Alles zielt nur auf den 3. November

Donald Trump interessiert sich allerdings keinen Deut für das Land und seine Menschen. Seine Auftritte sind allein darauf abgestimmt, die Wähler der Republikaner am 3. November an die Wahlurne zu bekommen. Manche sagen, dass genau so die Wahlen gewonnen werden: nicht durch die Überzeugung von Wechselwählern oder Erstwählern, sondern einzig dadurch, die eigene Basis zu mobilisieren und davon abzuhalten, am Wahltag einfach zu Hause zu bleiben.

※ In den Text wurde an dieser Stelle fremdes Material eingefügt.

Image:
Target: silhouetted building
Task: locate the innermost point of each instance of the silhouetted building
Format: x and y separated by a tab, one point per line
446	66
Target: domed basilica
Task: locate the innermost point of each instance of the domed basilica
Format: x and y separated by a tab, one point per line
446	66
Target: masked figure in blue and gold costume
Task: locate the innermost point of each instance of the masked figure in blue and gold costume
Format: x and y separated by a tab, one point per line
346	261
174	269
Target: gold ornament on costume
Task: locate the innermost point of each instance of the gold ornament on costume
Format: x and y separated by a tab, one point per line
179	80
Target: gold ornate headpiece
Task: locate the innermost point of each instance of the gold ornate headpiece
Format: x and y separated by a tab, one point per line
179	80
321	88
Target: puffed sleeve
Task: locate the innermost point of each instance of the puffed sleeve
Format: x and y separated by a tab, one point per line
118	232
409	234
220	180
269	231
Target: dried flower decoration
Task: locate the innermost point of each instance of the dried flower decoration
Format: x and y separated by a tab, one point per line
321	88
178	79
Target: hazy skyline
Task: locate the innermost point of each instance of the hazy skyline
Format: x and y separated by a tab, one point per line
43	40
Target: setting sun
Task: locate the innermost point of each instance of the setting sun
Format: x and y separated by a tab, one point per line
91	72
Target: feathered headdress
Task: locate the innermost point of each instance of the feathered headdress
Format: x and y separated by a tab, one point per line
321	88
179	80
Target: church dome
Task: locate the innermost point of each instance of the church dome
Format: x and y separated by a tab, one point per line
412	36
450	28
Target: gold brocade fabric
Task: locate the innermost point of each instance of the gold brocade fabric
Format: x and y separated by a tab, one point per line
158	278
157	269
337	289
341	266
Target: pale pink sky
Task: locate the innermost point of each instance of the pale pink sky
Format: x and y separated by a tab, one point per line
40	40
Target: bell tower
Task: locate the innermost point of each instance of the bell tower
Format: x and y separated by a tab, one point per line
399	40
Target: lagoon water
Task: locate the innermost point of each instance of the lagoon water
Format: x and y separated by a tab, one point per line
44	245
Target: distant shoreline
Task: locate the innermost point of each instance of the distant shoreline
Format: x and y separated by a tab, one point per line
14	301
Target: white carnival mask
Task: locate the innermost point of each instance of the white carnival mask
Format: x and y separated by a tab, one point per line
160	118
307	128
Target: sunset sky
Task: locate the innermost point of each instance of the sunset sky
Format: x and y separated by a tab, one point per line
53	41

Joe Biden, Trumps Herausforderer, hat bereits Unterstützung prominenter Republikaner erhalten, die lieber ihn als nächsten Präsidenten sähen als ihren Parteifreund Donald Trump. Das Land ist durch COVID-19, Rassismus und Polizeigewalt so gespalten wie lange nicht. Die verheerende ökonomische Lage vieler Amerikaner macht es nicht besser. Vielleicht ist Optimismus angebracht und es gibt Hoffnung, dass die Bewegung gegen Rassismus und für Gleichheit das Land verändert und Donald Trump, den Spalter und Hobby-Autokraten, aus dem Weißen Haus katapultiert.

 

Alexander Görlach lebt in New York und ist Senior Fellow des Carnegie Council for Ethics in International Affairs und Senior Research Associate an der Universität Cambridge am Institut für Religion und Internationale Studien. Der promovierte Linguist und Theologe war zudem in den Jahren 2014-2017 Fellow und Visiting Scholar an der Harvard Universität, sowie 2017-2018 als Gastscholar an der National Taiwan University und der City University of Hongkong.